Fallowed Land

A BOLD & AMBITIOUS PLAN

By David A. Giglio, Republican Candidate for Congress

As California finds itself amidst another historic drought, the Central Valley deserves a voice in Congress who is willing to challenge the status quo and pursue a long-term solution to our state’s water crisis. Democrats like Adam Gray whose continued unwillingness to pursue such a plan proves that he does not have the desire or fortitude to be that voice.

FOR CALIFORNIA'S WATER CRISIS

I decided to run for Congress for the very reason that I am weary of career politicians who are more concerned with spending a lifetime in Washington than delivering real results that matter or improve their constituents’ lives. To supply a constituent’s home with an occasional check from the federal government via pork-filled spending bills does not suffice. 

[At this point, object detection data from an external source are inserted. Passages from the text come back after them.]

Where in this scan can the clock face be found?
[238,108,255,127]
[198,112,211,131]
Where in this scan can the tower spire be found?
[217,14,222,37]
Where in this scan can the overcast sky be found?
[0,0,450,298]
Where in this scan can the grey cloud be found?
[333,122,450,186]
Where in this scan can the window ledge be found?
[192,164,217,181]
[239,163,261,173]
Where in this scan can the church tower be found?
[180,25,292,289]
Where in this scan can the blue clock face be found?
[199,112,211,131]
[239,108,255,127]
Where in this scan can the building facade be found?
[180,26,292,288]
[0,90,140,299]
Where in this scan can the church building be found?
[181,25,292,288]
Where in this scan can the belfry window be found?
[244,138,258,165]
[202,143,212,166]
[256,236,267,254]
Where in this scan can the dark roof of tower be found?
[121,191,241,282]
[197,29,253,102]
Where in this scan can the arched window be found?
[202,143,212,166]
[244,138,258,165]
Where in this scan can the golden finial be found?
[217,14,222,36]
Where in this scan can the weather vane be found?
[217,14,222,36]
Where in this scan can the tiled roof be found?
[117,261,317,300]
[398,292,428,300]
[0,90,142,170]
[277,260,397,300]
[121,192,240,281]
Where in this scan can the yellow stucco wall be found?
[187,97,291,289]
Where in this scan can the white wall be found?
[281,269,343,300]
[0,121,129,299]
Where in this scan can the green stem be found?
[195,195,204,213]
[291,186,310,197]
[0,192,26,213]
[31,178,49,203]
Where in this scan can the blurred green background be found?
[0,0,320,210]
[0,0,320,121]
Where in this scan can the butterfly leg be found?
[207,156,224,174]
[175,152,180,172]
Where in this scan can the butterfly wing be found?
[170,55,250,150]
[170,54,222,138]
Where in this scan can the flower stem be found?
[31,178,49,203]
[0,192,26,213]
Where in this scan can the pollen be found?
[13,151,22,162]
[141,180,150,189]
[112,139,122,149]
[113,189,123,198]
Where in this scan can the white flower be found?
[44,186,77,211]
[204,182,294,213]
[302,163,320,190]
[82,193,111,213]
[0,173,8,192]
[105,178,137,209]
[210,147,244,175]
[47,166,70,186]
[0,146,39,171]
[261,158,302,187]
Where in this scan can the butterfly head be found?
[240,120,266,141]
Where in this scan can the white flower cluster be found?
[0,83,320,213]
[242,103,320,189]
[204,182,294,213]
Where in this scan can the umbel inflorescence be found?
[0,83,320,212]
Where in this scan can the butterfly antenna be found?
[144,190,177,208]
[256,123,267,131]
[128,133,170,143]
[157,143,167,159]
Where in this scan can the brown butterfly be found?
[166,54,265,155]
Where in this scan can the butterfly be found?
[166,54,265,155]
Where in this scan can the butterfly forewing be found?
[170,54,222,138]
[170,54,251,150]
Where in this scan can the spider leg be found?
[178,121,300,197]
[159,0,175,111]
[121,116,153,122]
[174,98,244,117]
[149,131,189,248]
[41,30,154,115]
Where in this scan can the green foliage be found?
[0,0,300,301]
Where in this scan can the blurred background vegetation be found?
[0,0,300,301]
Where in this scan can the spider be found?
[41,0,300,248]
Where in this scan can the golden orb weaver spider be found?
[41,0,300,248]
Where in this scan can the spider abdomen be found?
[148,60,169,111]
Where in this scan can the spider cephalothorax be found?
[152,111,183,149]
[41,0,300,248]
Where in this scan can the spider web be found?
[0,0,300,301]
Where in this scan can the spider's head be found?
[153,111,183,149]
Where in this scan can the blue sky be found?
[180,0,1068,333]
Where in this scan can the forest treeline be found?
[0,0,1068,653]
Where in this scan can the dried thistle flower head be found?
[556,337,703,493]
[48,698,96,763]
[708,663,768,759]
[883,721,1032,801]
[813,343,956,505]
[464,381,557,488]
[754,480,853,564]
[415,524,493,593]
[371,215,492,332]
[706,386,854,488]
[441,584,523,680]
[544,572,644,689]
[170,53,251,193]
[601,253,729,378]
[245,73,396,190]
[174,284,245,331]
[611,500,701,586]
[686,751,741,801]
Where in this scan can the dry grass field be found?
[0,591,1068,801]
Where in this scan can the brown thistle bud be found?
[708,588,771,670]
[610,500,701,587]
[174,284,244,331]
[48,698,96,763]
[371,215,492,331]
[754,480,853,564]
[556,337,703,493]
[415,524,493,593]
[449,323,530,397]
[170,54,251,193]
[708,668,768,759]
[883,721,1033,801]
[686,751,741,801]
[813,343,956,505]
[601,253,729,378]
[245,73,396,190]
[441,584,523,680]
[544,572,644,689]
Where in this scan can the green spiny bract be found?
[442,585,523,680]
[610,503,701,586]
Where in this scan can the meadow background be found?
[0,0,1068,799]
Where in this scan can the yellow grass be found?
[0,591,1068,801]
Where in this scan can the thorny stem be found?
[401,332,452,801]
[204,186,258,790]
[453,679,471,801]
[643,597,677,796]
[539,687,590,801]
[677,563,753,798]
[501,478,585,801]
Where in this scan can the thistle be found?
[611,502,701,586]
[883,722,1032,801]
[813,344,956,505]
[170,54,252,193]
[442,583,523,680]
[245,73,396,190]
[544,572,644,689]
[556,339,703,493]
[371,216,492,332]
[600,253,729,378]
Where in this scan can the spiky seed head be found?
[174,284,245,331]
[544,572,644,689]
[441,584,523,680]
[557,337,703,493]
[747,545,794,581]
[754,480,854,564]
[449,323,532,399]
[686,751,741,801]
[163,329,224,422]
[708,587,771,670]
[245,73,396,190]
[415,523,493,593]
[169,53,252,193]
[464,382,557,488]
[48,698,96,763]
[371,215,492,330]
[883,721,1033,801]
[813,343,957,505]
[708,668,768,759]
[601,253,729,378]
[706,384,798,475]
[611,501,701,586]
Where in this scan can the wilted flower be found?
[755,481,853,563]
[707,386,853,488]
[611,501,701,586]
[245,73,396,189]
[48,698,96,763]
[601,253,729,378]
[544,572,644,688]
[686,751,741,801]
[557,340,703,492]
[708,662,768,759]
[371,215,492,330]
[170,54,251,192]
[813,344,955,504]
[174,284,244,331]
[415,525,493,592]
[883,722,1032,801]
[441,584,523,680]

A member of Congress’s office can be used as a bully pulpit that brings together local, state, federal, and private stakeholders to solve complex issues. Below, you will find the plan I developed after listening to recommendations from local farmers and environmental leaders who know far better than DC bureaucrats how to fix this crisis. This plan aims to bring all parties

and interests to the table in pursuit of a common solution.

1. Repair aging infrastructure and restore native habitat in the Delta

Today’s Delta looks dramatically different than it did prior to it becoming a civilized nexus of water supply. It has been transformed from a natural waterway into a complex channel of man-made canals, levies, and dikes. A functional delta is vital for California’s economy and must be retained. While we work to repair and modernize our existing water infrastructure (Friant-Kern and Delta-Mendota Canals) we must also begin the process of constructing new conveyance systems, and provide resources to re-establish estuaries at various points along the Delta that will not impede its economic operation. This will allow us to increase the economic efficiency of the Delta and restore natural habitats.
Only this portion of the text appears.